GRAND RAPIDS, Mich. — A Michigan man has a customer service representative to thank for potentially saving his life.
MLive reported Dan Magennis was at his Walker, Michigan, home when he called Comcast about an issue with his cable. He put his phone on speaker and had a pad and pen out to take notes.
Hundreds of miles away, Kimberley Williams answered the phone in Jackson, Mississippi.
"He said his name really clear, Daniel, and then he just got quiet," Williams, 32, told The Clarion-Ledger.
Magennis, 65, told MLive he tried to speak, but couldn't. His wife was away, and he was at the house alone without any neighbors nearby, according to The Clarion-Ledger.
“I started to panic," he said. "I would try to say something, and I just couldn’t. I couldn't move. Within 20-30 seconds, I started to think maybe it was a stroke, but I wasn’t able to tell the representative that."

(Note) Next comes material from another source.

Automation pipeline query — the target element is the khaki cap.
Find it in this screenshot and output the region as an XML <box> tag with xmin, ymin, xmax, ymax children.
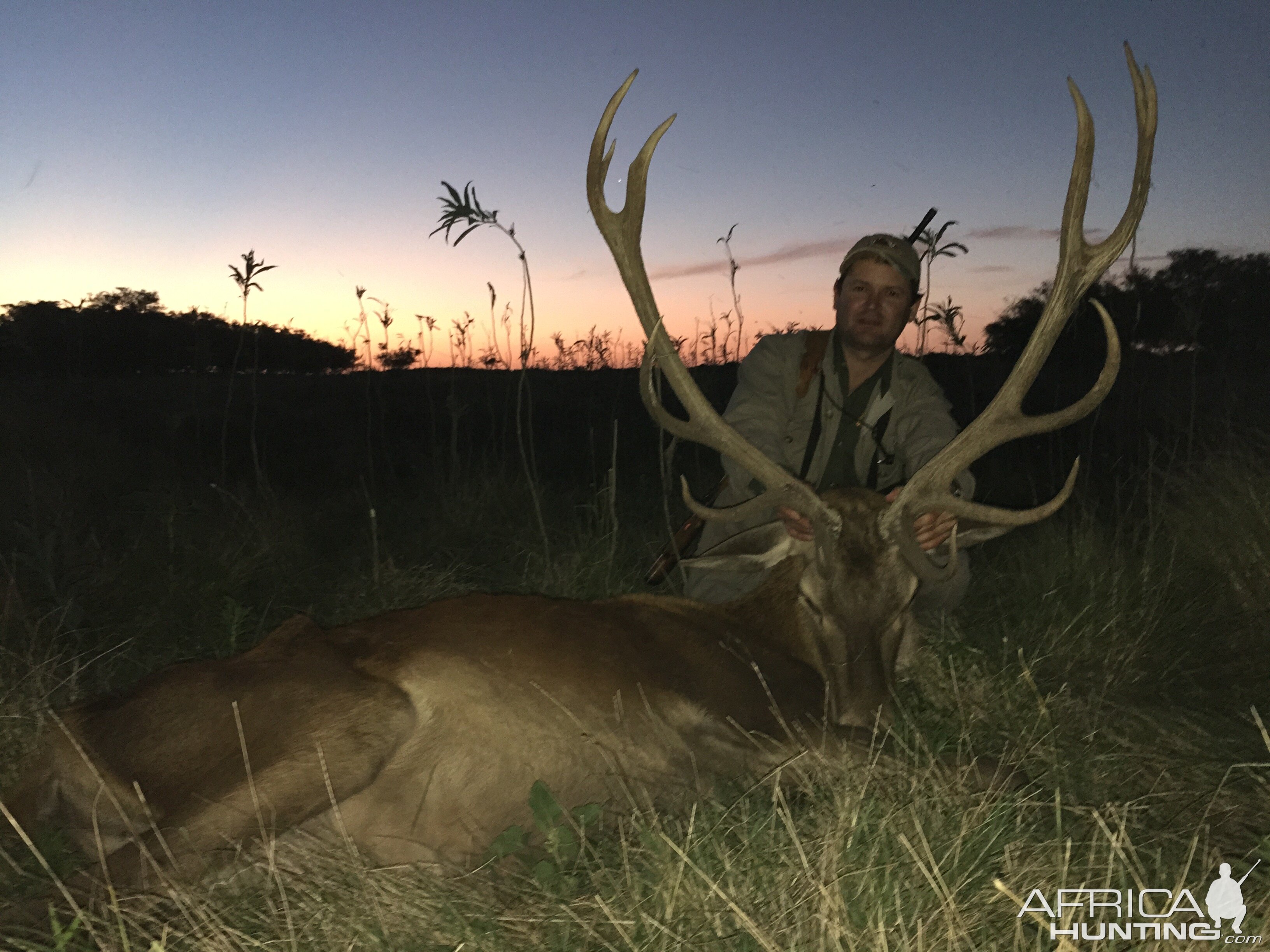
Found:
<box><xmin>838</xmin><ymin>235</ymin><xmax>922</xmax><ymax>282</ymax></box>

"He was talking to me but I could not understand him," Williams said. "Then, his words got slurred."
Williams said the way he sounded reminded her of when she, at age 14, saw her grandmother have a stroke. She stayed on the line with Magennis and contacted her supervisor, Jennifer Clark. After making some calls to police departments in the Grand Rapids area, Williams got in contact with the Grand Rapids Fire Department.

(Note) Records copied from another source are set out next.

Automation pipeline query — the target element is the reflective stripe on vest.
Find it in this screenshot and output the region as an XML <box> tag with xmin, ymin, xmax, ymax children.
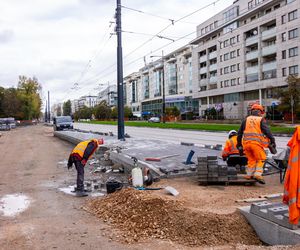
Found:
<box><xmin>72</xmin><ymin>140</ymin><xmax>94</xmax><ymax>158</ymax></box>
<box><xmin>243</xmin><ymin>116</ymin><xmax>269</xmax><ymax>147</ymax></box>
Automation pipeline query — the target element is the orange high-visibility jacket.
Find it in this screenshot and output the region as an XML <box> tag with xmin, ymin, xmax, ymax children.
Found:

Officials were able to get Magennis and take him to the hospital, where he underwent an hourlong surgery to unclog a blocked artery, The Clarion-Ledger reported. Today reported Dr. Justin Singer, a neurosurgeon at Spectrum Health Butterworth Hospital, treated Magennis, who has since been released from the hospital and is recovering.
"He has almost no discernible signs of having a stroke (now), and that's what we want to see," Singer told WZZM.
"Kim is absolutely a hero," Singer told Today. "You can envision working in a busy call center and knowing that people get interrupted during their phone calls. It would be so easy for her to dismiss it."
"Each day, our Customer Experience Associates in Jackson, Mississippi, and across the nation go above and beyond the call of duty to take care of our customers," Alex Horwitz, a vice president of public relations for Comcast, said in a statement to People. "In this case, Ms. Kimberly Williams took the extra steps to help save a customer's life. We are incredibly proud of her quick thinking and dedication."